Summary: This tiny restaurant presents great tasting if not totally authentic Ghanaian food and friendly service.
I first came across Tropical Paradise, a Ghanaian restaurant in Berkeley, in the electronic pages of (where else?) the East Bay Express. The review of this relatively new restaurant was quite positive, and as a lover of West African food (some of my first culinary efforts were based on the recipes in the African News Cookbook) I knew I had to try it. In the meantime, my friends Aamani and Victoria (who is married to a Ghanaian) had also heard about the restaurant and were planning on going - so we all decided to go together and bring our husbands and children. That we did early on a Saturday evening in May 2005. We made reservations as we were going to be twelve (plus 3 babies) and they prepared a long table for us.
The little restaurant is conveniently located on University Avenue, near Shattuck.
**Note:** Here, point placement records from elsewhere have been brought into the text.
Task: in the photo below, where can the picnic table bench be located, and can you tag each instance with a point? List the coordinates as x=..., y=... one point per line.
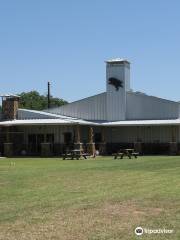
x=126, y=152
x=75, y=154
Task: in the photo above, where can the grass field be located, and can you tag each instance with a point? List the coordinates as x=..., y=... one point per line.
x=102, y=199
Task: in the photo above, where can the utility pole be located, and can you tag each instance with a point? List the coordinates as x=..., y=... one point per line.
x=49, y=96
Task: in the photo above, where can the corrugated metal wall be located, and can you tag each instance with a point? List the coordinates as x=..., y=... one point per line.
x=148, y=134
x=140, y=106
x=25, y=114
x=116, y=99
x=91, y=108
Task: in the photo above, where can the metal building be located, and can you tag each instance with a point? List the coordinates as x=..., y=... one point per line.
x=116, y=118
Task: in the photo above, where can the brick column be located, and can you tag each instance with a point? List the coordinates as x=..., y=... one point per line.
x=102, y=148
x=46, y=150
x=8, y=149
x=77, y=143
x=173, y=148
x=138, y=147
x=91, y=144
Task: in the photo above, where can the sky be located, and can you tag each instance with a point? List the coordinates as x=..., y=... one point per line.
x=66, y=42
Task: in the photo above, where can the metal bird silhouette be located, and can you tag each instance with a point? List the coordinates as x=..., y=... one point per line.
x=115, y=82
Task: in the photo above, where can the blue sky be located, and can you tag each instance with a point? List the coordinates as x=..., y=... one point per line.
x=67, y=43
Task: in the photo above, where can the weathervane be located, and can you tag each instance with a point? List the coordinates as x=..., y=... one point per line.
x=115, y=82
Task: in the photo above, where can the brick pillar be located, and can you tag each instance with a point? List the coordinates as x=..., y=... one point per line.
x=91, y=145
x=8, y=149
x=46, y=150
x=77, y=143
x=173, y=148
x=138, y=147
It features a brief menu that includes some of the most traditional Ghanian dishes: chicken and beef chichinga (skewers of meat marinated in mustard, lemon juice, ginger juice and garlic), fufu (yam or plantain dumplings) with your choice of soup, kenkey (fermented corn dumplings) with your choice of stew and kelewele (ginger fried plantains) among others. Entrees come with a side of jollof rice, kelewele and either spinach stew or black-eyed peas, but you can also order some of the items a la carte. Prices range from $5.50 for two skewers of chicken chichinga to $15.50 for the grilled salmon dinner.
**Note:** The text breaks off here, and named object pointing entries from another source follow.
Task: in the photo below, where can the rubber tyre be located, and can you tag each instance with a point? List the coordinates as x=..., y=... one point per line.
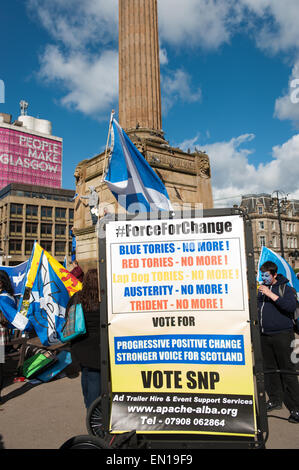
x=84, y=442
x=94, y=419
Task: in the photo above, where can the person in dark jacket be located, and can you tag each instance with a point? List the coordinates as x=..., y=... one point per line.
x=276, y=307
x=85, y=349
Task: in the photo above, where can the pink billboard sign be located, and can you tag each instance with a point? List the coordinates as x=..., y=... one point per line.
x=29, y=158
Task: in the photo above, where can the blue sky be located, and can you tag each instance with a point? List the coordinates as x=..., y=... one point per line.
x=228, y=75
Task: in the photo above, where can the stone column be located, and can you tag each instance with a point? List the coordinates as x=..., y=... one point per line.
x=139, y=65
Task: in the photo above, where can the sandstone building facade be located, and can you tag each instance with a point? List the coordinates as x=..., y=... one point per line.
x=186, y=176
With twelve people at the table, we got to order a little bit of everything; the consensus was that all the dishes were good to excellent. The one dissenting voice was Geoffrey, the sole Ghanaian among us, who felt that the dishes were incorrectly spiced, lacked the needed complexity and were almost uniformly disappointing. He did like the jollof rice, however and even he couldn't deny how delicious the friend plantains were.
Of the dishes I tasted, I liked the friend plantains the best. They came as a side to my beef chichinga dinner ($9.50) but you can also order them separately ($6.50 for a fairly large portion). Next time I'll definitely do so as those were the best fried plantains I've ever eaten. They were cooked to a perfect consistency, not too soft, not too firm, sweet but not overwhelmingly so and were just delicious.
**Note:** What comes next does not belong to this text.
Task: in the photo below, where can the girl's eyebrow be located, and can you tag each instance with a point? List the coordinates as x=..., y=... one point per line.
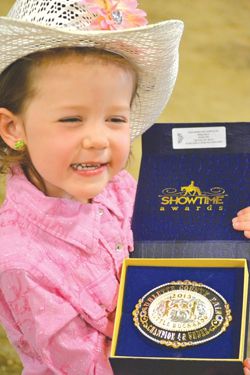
x=83, y=107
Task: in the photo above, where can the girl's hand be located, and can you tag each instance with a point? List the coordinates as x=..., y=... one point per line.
x=242, y=221
x=246, y=364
We also really enjoyed the chicken chichinga; it was moist and had a new flavor, somewhat acidic, and quite inviting. The children all liked it. We were not so fond of the beef chichinga. The marinade was good, but the beef itself was too tough. Do yourself a favor and go with the chicken.
Mike ordered the peanut soup with plantain fufu. The peanut soup was excellent, with a strong peanut flavor, somewhere between peanut butter and Thai peanut sauce. It's definitely a must for any peanut lover. The dumplings themselves had too mild a flavor to compete with the soup, but they provided substance to it. You definitely should order it.
I ordered their special punch, the name of which I don't remember, but it was a fruit drink spiced with ginger. It was very good, refreshing and with a nice kick. I'd order it again.
People in our party also raved about the spinach and the salmon.
Service was friendly and competent, especially considering that the sole waitress had to deal with all twelve of us (plus the babies) as well as other tables. They were wonderful in setting the table for us, getting us enough high chairs and booster seats and accommodating needs such as getting some food quickly to the table to feed hungry children.
The restaurant itself is pretty small but pleasant. All the tables have a view of the kitchen and of the Nigerian-looking gentleman dressed in Nigerian green working there.
In all, we were all very happy with our experience there and would definitely go back.